The former bass guitarist with The Rolling Stones has been credited with a great definition of his twenty five years with the band – five years of music and twenty years of hanging around. How would you define your career – so far?
She was the wife of Socrates and has become the example of a shrewish and scolding woman. Any relationship to any living or dead female HR managers is entirely coincidental.
In the aftermath of your job loss and within your job hunting campaign, keep a copy of everything to help you track where you’ve been and to provide follow up prompts ongoing. I found it wise to keep an up-to-date file as evidence, useful if things became litigious.
When I was a kid, the people upstairs used to give us American comics, anything from Superman to Casper the Friendly Ghost. I loved them and was fascinated by the advertisements in the back pages for all kinds of gimmicky gadgets. But the item I wish I had in my adult business life was the pair of x-ray spectacles that promised the wearer special powers. Just think, I could have seen through quite a lot of the duplicitous people I worked with and avoided them as much as possible.
Well, I had to finish off the X page with something, didn’t I?
Complaining peevishly, like a bleating wimp, feeling sorry for yourself and acting like a downtrodden victim only works for a short time. Crying into your beer or vin rouge only works for a short time before everyone around you gets bored. After your initial blubbing, pick yourself up, dust yourself down and start being all over again.
Year of Flowers
Schott’s Almanac notes the cycle of flowers: reviving winter, thawing, budding, leafing, flowering, fruiting, ripening, reaping, sowing, shedding, freezing and dead winter. Call it the circle of life, but it goes on. Life keeps moving, changing, ebbing, flowing, and so must you.
Yeats, William Butler
This wonderful Irish writer said: “An intellectual hatred is the worst.” So use your intelligence in positive ways and ditch the hatred for those that have put you on the unemployment statistics.
The first and only answer to every offer or hint of interest in you should be “yes”. Take each opportunity as far as you want to take it.
You can always say “no” and withdraw at the last minute. William
Shatner says that he based his entire career plan on not turning down anything.
Yin and Yang
These are the complementary forces that are believed to define life. Yin is female, dark, passive and absorbing. Yang is male, light, active and penetrating. It’s all a bit cosmic but a little spiritual thinking can be good for the soul. We are what we are, man.

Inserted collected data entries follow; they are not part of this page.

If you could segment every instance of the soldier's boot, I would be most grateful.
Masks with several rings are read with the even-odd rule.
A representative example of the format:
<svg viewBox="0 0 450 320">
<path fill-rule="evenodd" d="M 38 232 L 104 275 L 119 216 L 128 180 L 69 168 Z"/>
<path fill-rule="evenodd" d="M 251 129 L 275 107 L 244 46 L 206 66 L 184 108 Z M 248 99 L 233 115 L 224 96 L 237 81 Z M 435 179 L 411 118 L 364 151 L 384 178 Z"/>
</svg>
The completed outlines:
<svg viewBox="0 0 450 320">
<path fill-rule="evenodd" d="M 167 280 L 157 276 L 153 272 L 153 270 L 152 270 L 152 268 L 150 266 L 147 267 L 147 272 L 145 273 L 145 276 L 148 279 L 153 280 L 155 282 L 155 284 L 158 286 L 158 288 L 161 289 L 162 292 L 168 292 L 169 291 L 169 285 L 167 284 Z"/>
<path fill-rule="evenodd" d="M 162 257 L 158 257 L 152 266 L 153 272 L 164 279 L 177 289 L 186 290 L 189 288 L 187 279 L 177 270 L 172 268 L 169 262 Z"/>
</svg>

This famous cartoon character had a catchphrase: “I’m smarter than the average bear” as he went around Jellystone Park stealing picnic
baskets with his minder, Boo Boo. The message for you is to think about your own mantra: “I’m smarter than the average job applicant”, but please avoid the petty crime of nicking sandwiches and fairy buns.
Sometimes you have to find new and interesting ways of attracting the attention of prospective employers and other beneficial contacts.
This is the person you have to be – true to your personality and values. Add in a little performance to suit certain occasions if you wish but maintain your core self and integrity. Remember, honesty is your best policy.
Yves is the patron saint of lawyers – yes, they are allowed to have their holy side too. Remember to use the legal system to appeal against anything in your employment or unemployment situations that you truly believe to be unfair.
I used to hate The Magic Roundabout on television when I was a youngster. It just seemed a bit too weird to me. But I did like Zebedee. So, boing! - good hunting and good luck.